Na prática ao longo dos anos concluí que ele não estava de todo errado. De fato a profissão é espinhosa, motivo pelo qual muitos companheiros procuram desviar seus filhos do desejo de seguir a profissão. Da mesma forma que muitos pais se orgulham ao ver seus filhos vestindo o mesmo uniforme que ele. O que difere, como em tudo na vida, são as oportunidades e experiências que cada um terá dentro da carreira.

O que o candidato precisa avaliar é se está disposto a enfrentar todos os desafios que a profissão oferece. Quanto vai lhe custar para atingir o objetivo que traçou para sua carreira profissional. Se é exatamente isso que quer. Do contrário poderá perder tempo numa profissão da qual só conhecia os estereótipos e tinha fantasia juvenil.

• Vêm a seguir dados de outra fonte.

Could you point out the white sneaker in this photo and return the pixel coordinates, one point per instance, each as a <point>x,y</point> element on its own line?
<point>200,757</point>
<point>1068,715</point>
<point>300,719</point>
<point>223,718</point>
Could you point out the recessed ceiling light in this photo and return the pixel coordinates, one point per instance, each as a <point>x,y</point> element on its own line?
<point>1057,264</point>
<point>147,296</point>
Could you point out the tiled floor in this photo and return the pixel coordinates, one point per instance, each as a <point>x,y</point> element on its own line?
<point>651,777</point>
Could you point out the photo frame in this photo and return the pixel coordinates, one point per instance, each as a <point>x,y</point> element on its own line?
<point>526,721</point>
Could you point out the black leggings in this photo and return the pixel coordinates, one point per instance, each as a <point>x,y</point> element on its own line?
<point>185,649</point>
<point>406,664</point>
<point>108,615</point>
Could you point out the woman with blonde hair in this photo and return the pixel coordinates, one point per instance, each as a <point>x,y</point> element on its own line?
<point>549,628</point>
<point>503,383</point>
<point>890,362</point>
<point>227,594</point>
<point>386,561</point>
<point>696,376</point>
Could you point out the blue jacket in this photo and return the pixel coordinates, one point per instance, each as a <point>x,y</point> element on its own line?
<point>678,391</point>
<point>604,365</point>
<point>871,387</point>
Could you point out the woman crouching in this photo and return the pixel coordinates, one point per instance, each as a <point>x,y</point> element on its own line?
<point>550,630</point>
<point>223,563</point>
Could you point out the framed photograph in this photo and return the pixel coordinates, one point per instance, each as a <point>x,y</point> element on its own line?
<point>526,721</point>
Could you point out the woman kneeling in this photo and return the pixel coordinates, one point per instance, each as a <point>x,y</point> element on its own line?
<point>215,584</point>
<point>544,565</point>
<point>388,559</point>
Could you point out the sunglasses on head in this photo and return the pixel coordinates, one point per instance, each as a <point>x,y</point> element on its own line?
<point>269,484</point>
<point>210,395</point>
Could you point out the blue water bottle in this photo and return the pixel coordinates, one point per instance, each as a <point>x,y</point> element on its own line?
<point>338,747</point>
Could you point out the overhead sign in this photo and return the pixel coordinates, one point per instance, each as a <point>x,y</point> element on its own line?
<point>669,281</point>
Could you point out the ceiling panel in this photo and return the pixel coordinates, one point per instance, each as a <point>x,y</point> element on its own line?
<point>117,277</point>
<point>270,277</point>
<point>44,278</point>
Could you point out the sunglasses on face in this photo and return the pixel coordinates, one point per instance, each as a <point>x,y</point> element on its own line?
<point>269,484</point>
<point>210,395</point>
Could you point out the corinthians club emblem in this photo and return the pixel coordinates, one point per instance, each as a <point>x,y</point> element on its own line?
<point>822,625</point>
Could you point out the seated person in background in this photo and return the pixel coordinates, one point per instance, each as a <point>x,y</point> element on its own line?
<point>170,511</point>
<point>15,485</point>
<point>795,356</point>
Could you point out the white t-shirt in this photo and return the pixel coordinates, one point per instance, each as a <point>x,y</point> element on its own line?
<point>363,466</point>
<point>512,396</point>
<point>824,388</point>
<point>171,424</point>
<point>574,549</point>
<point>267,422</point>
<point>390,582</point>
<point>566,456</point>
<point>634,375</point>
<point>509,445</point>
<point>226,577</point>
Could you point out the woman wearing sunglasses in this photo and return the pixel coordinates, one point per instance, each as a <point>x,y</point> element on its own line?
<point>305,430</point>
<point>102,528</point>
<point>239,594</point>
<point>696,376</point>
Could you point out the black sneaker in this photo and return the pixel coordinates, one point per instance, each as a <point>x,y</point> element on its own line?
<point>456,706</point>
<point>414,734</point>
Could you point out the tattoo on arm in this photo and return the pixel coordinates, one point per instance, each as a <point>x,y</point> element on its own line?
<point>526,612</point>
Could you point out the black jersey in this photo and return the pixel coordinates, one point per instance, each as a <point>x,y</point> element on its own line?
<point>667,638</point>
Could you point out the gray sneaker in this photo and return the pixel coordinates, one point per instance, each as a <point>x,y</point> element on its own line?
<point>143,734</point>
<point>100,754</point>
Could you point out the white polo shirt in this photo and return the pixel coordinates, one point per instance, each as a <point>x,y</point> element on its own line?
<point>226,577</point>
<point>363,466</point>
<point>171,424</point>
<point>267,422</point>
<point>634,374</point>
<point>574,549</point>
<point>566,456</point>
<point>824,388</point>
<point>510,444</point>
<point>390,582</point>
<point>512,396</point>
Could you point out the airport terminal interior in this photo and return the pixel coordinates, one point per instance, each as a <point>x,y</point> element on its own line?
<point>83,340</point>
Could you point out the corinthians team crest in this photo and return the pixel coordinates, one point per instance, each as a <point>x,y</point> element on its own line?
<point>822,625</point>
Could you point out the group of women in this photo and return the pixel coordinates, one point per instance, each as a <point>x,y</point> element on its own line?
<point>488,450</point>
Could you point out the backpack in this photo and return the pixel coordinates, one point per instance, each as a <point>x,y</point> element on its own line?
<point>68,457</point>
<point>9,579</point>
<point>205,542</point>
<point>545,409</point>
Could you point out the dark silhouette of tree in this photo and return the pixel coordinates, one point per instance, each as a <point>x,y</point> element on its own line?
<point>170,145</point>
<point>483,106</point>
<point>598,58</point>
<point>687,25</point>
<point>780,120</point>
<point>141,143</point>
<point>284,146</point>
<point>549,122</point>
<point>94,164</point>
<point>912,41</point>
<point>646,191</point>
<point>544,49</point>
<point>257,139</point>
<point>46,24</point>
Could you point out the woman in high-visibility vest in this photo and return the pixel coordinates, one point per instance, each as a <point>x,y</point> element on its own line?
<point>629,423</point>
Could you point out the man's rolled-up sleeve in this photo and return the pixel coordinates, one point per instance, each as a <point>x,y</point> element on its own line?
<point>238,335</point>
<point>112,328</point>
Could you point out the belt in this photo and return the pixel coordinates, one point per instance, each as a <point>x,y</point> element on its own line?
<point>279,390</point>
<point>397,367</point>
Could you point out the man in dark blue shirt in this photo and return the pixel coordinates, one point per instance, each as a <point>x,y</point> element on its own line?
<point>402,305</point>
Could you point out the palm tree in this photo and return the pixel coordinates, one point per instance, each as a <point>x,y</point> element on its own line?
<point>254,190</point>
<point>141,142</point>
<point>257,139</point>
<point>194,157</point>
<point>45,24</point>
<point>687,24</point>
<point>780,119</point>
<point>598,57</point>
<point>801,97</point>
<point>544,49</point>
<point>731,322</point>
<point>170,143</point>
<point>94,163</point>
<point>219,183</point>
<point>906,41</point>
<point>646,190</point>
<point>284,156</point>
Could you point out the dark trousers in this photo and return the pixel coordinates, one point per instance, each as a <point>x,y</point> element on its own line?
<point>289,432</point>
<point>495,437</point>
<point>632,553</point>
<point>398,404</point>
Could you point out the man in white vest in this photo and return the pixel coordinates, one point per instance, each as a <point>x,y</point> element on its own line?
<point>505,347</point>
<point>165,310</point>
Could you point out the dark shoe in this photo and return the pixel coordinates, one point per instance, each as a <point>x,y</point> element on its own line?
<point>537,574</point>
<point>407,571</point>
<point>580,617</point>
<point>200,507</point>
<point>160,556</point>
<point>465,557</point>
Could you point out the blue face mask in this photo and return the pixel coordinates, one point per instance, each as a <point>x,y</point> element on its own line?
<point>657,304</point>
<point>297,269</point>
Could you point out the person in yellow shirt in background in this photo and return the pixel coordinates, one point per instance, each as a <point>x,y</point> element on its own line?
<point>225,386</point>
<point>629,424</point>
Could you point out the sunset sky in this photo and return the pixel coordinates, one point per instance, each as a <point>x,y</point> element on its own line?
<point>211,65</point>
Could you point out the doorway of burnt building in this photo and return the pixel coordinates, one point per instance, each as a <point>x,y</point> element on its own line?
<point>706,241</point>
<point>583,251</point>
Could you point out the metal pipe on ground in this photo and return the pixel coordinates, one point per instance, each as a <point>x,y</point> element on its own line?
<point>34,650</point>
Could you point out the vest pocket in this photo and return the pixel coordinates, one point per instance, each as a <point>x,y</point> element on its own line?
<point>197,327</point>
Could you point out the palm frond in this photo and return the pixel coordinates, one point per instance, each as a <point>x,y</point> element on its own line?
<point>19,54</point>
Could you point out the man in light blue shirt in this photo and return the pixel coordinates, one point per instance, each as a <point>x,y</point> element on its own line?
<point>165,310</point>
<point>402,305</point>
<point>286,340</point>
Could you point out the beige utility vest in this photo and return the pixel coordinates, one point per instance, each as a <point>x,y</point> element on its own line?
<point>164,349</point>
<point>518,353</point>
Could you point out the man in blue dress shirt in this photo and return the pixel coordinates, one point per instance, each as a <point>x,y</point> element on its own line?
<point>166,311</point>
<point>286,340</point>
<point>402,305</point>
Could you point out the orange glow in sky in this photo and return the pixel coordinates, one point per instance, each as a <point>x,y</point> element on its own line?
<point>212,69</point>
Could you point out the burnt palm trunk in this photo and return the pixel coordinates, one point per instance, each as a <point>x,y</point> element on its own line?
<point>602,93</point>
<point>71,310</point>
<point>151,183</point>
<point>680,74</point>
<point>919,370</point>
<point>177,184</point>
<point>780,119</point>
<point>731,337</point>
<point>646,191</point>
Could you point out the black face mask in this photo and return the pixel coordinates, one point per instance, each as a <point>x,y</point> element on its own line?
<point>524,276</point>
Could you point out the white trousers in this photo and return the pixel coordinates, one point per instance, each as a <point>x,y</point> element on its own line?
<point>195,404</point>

Parece simples tudo isso, mas não é. Já estava aposentado quando fui viajar por todo o país, para tentar entender o que motiva um policial militar exercer a sua profissão e coloquei minhas impressões no livro Papa Mike – a realidade do policial militar, lançado em junho de 2016. 

A obra relata a verdade nua e crua da profissão, sem fantasias. Quem tiver convicção da sua vocação certamente ficará com o coração fervendo para ingressar logo, mas se tiver dúvidas irá repensar a decisão.